AI31 May 20265 min read

Self-Hosting n8n in Production: A Practical Guide

How to self-host n8n in production: architecture, queue mode, Postgres, security, backups, scaling and the trade-offs versus n8n Cloud

By AI Advisory team

Self-hosting n8n is the right call for most mid-market teams running serious automation volume. You get unlimited executions, full control of credentials and data, and a per-month infrastructure cost that usually lands between £20 and £200 rather than the £500-£2,000+ you would pay on n8n Cloud at equivalent scale. The trade-off is that you own the uptime, the upgrades, the backups, and the security posture.

This guide covers what a production-grade n8n deployment actually looks like: the architecture decisions, the database setup, the queue mode threshold, the security hardening, and the operational habits that keep it running without 2am pages. It assumes you have either run n8n on n8n Cloud or installed it locally with Docker, and you are now deciding whether to take it into production yourself.
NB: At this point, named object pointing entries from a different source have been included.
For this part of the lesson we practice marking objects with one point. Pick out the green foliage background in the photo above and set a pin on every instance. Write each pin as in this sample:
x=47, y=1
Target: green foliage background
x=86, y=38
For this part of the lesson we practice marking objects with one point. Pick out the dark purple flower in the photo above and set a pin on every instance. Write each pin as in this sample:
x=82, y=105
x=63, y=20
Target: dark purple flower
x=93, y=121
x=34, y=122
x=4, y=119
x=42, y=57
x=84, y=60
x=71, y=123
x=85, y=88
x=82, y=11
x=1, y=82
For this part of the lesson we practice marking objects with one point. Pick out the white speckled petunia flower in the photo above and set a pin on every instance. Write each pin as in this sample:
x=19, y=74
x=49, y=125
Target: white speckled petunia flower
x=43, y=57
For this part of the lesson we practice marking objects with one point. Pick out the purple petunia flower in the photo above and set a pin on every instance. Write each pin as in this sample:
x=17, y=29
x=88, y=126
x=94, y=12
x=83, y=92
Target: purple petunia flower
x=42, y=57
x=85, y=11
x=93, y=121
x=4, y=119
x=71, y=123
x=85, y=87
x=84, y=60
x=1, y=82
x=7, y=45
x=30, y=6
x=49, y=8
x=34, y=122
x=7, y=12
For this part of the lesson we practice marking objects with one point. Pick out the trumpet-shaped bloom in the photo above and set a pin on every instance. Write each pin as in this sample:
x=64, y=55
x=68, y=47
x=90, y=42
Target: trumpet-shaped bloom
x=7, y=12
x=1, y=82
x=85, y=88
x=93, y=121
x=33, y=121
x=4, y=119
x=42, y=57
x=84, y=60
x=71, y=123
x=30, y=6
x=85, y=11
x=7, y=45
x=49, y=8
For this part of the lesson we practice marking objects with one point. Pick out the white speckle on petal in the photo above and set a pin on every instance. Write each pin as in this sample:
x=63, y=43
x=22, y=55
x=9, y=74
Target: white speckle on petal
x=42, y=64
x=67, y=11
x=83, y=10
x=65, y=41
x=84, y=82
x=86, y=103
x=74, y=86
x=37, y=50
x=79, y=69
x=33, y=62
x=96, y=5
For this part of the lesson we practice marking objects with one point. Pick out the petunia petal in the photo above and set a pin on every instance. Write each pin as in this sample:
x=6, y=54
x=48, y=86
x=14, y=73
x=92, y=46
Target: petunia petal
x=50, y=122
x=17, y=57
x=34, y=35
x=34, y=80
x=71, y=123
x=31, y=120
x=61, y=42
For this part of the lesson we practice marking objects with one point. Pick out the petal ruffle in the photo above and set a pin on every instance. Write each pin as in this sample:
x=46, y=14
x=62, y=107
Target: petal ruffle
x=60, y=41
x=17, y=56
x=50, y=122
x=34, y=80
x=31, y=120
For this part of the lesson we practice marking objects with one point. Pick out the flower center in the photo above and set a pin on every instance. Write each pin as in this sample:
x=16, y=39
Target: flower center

When self-hosting beats n8n Cloud

The economics flip quickly. n8n Cloud's Starter plan caps you at 2,500 executions per month for around £20, and the Pro tier sits at £50 for 10,000. Self-hosted n8n is free at the software layer under the Sustainable Use Licence, so the only cost is the VPS or container platform you run it on. A £15/month Hetzner CCX13 (2 vCPU, 8GB RAM) will comfortably handle 100,000+ executions per month for a typical workflow mix.

Beyond cost, self-hosting wins on three dimensions that matter for UK mid-market buyers:

Data residency and GDPR control. Credentials, execution payloads, and HTTP request bodies all sit on infrastructure you control. For workflows touching personal data, this materially simplifies your Article 30 records of processing and removes a sub-processor from your data flow.
Custom nodes and code execution. Self-hosted n8n lets you install community nodes (over 400 available on npm) and run arbitrary Python in the Code node via the Pyodide runtime. On Cloud, community nodes are restricted on lower tiers.
Integration with internal systems. You can place n8n inside your VPC, give it a private IP, and let it talk to internal databases and APIs without exposing them to the internet.
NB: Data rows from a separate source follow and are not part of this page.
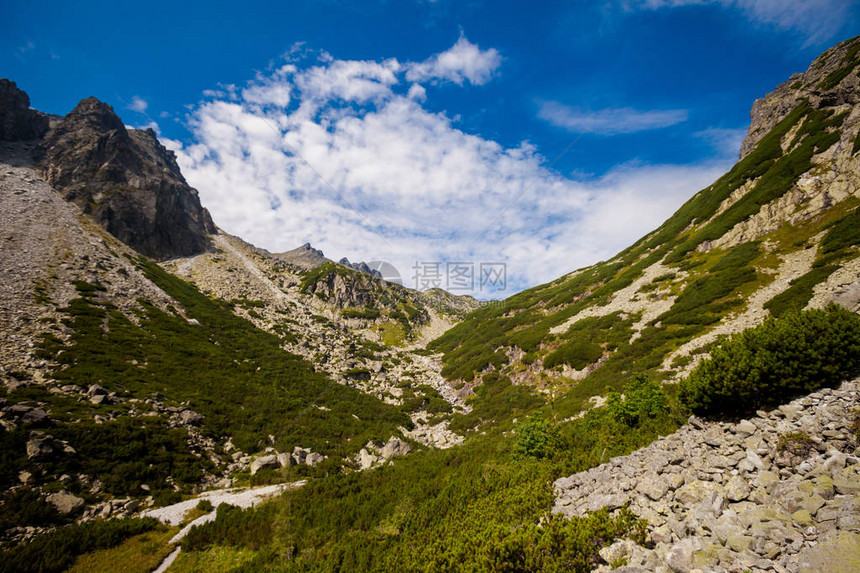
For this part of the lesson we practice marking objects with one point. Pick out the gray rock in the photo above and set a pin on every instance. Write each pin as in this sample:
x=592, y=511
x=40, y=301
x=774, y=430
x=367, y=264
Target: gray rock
x=839, y=555
x=264, y=462
x=65, y=502
x=190, y=417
You should stay on n8n Cloud if you are running fewer than 5,000 executions per month, you have no one on the team who is comfortable with Linux and Docker, or your workflows are simple enough that the operational overhead of self-hosting outweighs the savings.

Reference architecture for production n8n

There are three deployment patterns that matter. Pick based on your execution volume and tolerance for downtime.

Single-instance Docker (small production)

One Docker container running n8n in regular mode, backed by an external Postgres database. Suitable for up to roughly 5,000-10,000 executions per day with workflows that complete in under 30 seconds. This is what most mid-market teams should start with. A single VPS, n8n behind a reverse proxy (Caddy or Nginx), TLS via Let's Encrypt, Postgres either on the same box or on a managed service like Supabase or AWS RDS.

The hard requirement here is to not use SQLite in production. SQLite is the default for n8n's local Docker setup and it will work until it doesn't. Once you hit any meaningful concurrency, you get database locks, slow execution log queries, and a fragile single file that is awkward to back up safely. Switch to Postgres before you put anything important on it.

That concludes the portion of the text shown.